Assistimos nos últimos anos agentes religiosos no Congresso Nacional protagonizarem um embate com setores da sociedade civil e com representantes parlamentares para garantir a supressão da referência a gênero e orientação sexual do Plano Nacional de Educação. Após um período de intensa disputa foi efetivada a retirada de tais pontos e o Plano foi sancionado em 2014 sem qualquer referência a estes debates.

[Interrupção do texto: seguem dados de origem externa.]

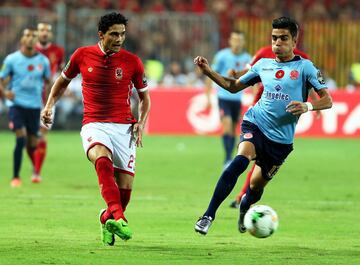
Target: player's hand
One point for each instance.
(202, 63)
(46, 116)
(138, 129)
(296, 107)
(232, 73)
(9, 95)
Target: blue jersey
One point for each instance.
(27, 78)
(225, 60)
(283, 82)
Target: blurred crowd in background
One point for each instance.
(167, 34)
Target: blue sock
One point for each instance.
(226, 183)
(251, 197)
(228, 147)
(20, 143)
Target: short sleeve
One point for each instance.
(6, 68)
(47, 70)
(72, 69)
(251, 77)
(139, 79)
(217, 62)
(314, 76)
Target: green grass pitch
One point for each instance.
(316, 195)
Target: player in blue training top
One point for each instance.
(268, 127)
(27, 70)
(228, 62)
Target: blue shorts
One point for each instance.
(25, 118)
(230, 108)
(269, 154)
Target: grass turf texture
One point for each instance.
(316, 195)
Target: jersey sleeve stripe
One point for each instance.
(64, 76)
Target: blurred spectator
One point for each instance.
(174, 76)
(354, 76)
(330, 82)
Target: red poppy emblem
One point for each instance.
(294, 74)
(118, 73)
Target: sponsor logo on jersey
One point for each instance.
(294, 74)
(320, 78)
(279, 74)
(277, 95)
(248, 136)
(118, 73)
(144, 80)
(67, 66)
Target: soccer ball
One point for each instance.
(261, 221)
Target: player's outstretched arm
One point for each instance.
(144, 107)
(230, 84)
(57, 90)
(324, 102)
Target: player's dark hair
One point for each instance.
(110, 19)
(286, 23)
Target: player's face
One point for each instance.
(45, 33)
(283, 44)
(113, 39)
(236, 42)
(29, 38)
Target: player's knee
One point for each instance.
(20, 143)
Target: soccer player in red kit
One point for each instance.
(109, 133)
(55, 54)
(264, 52)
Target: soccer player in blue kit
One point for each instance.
(227, 62)
(268, 128)
(28, 70)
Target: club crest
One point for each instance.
(279, 74)
(294, 74)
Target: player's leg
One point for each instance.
(228, 137)
(40, 152)
(236, 202)
(16, 124)
(226, 184)
(124, 156)
(20, 139)
(253, 194)
(101, 157)
(125, 183)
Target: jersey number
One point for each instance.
(131, 161)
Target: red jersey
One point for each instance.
(107, 81)
(266, 52)
(55, 54)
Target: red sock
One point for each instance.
(106, 216)
(246, 184)
(109, 189)
(39, 156)
(125, 197)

A exclusão destes dispositivos do texto representou uma vitória política e simbólica para estes agentes religiosos, já que garantiram a aprovação do PNE sem a inclusão destes pontos e ainda adquiriram enorme visibilidade social com os discursos em torno do que chamaram “ideologia de gênero”.
Desde então setores religiosos e conservadores tem se organizado e mobilizado em torno da oposição a qualquer referência a esta categoria, gênero, nos documentos e diretrizes da educação pública, por meio de ação direta nas escolas que impeçam os/as profissionais de educação de abordar a temática e também através de processos jurídicos contra estes docentes. Esta ação orquestrada vem ocorrendo em todo o país e o resultado é que segundo a iniciativa De Olhos nos Planos dez dos quinze estados retirou a expressão de seus planos, nas 27 capitais, a derrota do que chamam de “ideologia de gênero” foi unânime e em 98% dos 3700 municípios que já teriam votado seus planos municipais de educação as referências ao termo gênero também foi retirada.
No município do Rio de Janeiro a conjuntura não é diferente. O Projeto de Lei de PME que está em tramitação na Câmara de Vereadores já sofreu emendas que retiram qualquer menção a gênero no texto do plano. Até mesmo gênero alimentício foi suprimido de uma das metas. As audiências públicas que ocorreram para o debate do plano já demonstravam o quanto é prioritário para estes setores impor esta interdição as discussões sobre gênero e orientação sexual. Grupos religiosos lotaram as galerias levando os dizeres de “gênero não!” e atuaram de forma organizada, orientada por lideranças religiosas e em consonância com os discursos de diversos vereadores.
São múltiplos os fatores a serem considerados para uma avaliação mais densa sobre o que representa esta coalizão política e social formada em torno do veto a presença de debates de gênero nas escolas. E muitos estudos e pesquisas já estão sendo desenvolvidos neste sentido. Nós do OLÉ vemos com muita preocupação este protagonismo religioso na interferência dos conteúdos curriculares, nas ações dos professores e professoras e nas diretrizes educacionais. Acreditamos e defendemos uma educação pública laica, onde questões afetas ao mundo religioso não definem que uma lei seja aprovada ou vetada, nem que alguma política pública seja mudada. Além disso, a ordem política não se pautaria pelos valores religiosos.
Importante dizer também que compreendemos a educação para igualdade entre meninos e meninas como um elemento fundamental da cidadania e para a construção da democracia entre os gêneros. Lidar com as diferenças sem transformá-las em desigualdades é um dos grandes desafios dos educadores e educadoras na atualidade. Assim, pensar a igualdade e democratização do ensino escolar, nada pode ficar alheio ao enfoque das relações de gênero, desde as políticas educacionais, as trajetórias de alunas e alunos, o desenvolvimento de currículos, a análise dos livros didáticos e dos recursos pedagógicos, a formação de professores e professoras e até os temas que dizem respeito à identidade docente.
Professoras (es) têm tido um papel destacado em lutas históricas, das quais temos obtido grandes conquistas. No entanto, ainda é pequeno o trabalho desenvolvido sob a perspectiva de gênero para potencializar a educação como um verdadeiro instrumento de democracia e equidade para o futuro que desejamos. Só assim a escola poderá certamente contribuir para uma maior igualdade entre homens e mulheres no conjunto da sociedade, à medida que caminhar na direção de uma educação não-sexista.
Por tudo isso, nós do OLÉ, mais uma vez reafirmamos a importância da defesa da educação pública laica como um elemento capaz de garantir que todos os temas sejam abordados pela escola, sem censura ou interdição religiosa, contribuindo para um modelo educacional mais democrático. A retirada de gênero e orientação sexual do PME do Rio de Janeiro vai de encontro a esta educação laica que acreditamos e por isso nos somamos à luta de educadores e educadoras pela manutenção das temáticas no plano.
Dia 04 de Abril haverá nova audiência pública sobre o Plano Municipal e no dia 06 de Abril será a votação do mesmo. Nós do OLÉ estaremos presentes na defesa da educação pública laica e plural!